Four electrode conductivity (four-ring conductivity) utilizes a potentionmetric approach to make the measurement; an alternating current is applied to the outer two “drive”electrodes to induce a current in the solution. The voltage is measured between the inner pair of electrodes in solution. The voltage is proportional the conductivity This technology extends the linear range of measurement over three decades. Electrodes are made of graphite, stainless steel or Platinum. Polarization effects are reduced.

Both two and four electrode probes may incorporate a outer sleeve over the cell channel.

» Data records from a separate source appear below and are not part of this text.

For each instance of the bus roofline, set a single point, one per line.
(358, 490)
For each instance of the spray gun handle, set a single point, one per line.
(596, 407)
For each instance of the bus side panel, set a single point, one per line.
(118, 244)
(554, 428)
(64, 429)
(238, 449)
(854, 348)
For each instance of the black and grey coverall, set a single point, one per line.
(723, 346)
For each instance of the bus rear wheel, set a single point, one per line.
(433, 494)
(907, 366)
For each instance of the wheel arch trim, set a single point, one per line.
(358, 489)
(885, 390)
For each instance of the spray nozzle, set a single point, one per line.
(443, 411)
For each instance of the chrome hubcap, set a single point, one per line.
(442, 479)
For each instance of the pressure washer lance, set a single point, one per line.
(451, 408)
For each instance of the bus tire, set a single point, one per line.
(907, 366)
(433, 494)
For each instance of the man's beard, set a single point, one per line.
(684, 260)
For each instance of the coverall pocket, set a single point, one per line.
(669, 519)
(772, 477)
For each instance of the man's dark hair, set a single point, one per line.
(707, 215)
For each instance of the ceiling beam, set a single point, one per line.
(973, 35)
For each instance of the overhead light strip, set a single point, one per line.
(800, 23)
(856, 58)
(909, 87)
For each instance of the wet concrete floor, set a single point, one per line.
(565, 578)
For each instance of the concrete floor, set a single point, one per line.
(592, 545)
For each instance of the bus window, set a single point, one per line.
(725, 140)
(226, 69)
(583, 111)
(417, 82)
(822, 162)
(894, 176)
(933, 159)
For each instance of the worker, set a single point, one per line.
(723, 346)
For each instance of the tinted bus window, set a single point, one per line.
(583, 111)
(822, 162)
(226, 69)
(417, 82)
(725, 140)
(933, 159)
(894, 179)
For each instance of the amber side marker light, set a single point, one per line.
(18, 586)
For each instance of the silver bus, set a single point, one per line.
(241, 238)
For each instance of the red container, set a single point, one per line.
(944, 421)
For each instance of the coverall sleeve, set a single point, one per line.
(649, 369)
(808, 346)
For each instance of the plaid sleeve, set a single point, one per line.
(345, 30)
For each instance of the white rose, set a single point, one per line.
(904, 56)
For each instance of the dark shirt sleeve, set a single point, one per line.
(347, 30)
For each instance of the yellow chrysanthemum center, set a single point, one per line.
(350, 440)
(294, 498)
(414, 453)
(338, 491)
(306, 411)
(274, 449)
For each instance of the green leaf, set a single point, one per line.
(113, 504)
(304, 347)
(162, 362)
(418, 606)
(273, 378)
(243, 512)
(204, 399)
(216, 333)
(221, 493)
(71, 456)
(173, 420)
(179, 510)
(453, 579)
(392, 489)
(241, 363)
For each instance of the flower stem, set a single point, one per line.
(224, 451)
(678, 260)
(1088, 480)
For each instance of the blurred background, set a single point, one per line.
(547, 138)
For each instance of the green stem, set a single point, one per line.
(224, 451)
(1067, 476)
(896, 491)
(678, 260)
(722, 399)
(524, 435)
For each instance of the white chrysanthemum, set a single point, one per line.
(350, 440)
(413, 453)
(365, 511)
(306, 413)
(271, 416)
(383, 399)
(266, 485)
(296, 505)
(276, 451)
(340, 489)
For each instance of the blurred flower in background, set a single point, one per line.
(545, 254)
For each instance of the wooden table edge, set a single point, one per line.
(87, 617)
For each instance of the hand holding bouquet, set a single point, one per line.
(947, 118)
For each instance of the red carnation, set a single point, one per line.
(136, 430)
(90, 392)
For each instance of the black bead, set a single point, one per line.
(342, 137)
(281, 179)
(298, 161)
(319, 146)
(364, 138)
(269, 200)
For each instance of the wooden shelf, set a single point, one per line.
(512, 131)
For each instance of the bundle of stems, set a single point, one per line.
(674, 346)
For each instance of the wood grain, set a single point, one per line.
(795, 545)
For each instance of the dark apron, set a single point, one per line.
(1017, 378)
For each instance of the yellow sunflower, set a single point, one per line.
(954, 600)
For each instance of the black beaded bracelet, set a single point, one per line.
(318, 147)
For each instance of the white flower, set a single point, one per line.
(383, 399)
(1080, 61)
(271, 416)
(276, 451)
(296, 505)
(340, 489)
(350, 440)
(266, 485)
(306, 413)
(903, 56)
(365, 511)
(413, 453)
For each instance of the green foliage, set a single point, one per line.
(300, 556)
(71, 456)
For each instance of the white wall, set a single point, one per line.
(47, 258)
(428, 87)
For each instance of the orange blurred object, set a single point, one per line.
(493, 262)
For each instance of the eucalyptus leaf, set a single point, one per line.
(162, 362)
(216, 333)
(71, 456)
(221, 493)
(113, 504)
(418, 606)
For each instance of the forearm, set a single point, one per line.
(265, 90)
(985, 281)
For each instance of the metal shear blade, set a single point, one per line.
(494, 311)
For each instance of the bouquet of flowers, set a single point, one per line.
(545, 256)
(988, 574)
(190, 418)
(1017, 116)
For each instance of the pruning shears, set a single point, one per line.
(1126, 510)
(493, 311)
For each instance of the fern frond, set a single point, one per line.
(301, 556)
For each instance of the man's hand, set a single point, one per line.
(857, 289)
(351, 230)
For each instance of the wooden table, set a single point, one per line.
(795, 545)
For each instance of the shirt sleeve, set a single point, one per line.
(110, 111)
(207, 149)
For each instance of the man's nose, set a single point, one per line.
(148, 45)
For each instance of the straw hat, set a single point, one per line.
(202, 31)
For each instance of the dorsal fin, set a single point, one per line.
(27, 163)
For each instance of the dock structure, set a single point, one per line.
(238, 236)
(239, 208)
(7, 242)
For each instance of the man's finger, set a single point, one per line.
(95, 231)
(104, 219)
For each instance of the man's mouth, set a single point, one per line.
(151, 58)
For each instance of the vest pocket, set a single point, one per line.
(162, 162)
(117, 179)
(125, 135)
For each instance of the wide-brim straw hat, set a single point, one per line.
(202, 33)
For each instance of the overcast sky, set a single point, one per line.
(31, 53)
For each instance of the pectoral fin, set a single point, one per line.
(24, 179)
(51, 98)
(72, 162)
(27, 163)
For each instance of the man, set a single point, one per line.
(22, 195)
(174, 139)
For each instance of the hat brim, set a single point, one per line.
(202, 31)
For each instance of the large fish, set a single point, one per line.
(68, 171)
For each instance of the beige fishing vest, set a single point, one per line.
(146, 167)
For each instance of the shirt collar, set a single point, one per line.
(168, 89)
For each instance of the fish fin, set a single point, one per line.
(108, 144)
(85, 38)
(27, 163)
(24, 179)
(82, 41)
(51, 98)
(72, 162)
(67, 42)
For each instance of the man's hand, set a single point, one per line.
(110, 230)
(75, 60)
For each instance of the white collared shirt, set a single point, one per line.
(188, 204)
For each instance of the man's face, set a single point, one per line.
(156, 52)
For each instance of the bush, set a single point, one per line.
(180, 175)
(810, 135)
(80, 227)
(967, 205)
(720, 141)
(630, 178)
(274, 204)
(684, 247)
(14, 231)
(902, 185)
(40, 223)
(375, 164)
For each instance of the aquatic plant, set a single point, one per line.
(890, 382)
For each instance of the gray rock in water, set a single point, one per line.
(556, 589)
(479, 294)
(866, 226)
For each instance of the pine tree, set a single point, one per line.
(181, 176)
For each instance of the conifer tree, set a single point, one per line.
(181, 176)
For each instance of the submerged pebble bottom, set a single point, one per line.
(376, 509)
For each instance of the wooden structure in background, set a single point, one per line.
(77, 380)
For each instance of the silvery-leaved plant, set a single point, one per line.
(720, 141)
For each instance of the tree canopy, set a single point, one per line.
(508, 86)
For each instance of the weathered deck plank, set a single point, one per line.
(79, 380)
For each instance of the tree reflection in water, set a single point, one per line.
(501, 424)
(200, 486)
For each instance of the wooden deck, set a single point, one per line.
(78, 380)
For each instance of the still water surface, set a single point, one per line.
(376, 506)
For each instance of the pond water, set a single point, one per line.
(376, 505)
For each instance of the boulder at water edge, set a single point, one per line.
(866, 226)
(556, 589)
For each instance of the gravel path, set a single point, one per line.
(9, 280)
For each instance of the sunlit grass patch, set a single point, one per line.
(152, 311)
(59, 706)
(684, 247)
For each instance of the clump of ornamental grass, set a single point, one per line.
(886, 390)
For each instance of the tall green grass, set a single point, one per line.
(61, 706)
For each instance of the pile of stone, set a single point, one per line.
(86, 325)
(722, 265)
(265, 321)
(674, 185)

The sleeve must stay in place during the measurement as this defines the volume of solution measured and the cell factor of the probe.

The third type of conductivity probe manufactured by Hanna is often found in industrial processes connected to a controller. An Inductive, Electrodeless or Toroidal conductivity probe uses two or more toroidal transformers which are inductively coupled side by side and encased in an inert plastic sheath. By applying a high frequency voltage to the drive toroid, a magnetic field develops that induces a current in the surrounding solution. A receiver toroid on the other side of the sensor measures the strength of the induced current. The strength depends on the conductivity of the solution. The benefits of this technology are no polarization effects, choice of material encapsulation can produce chemical resistant and relative immunity to fouling, and solutions are not needed for calibration.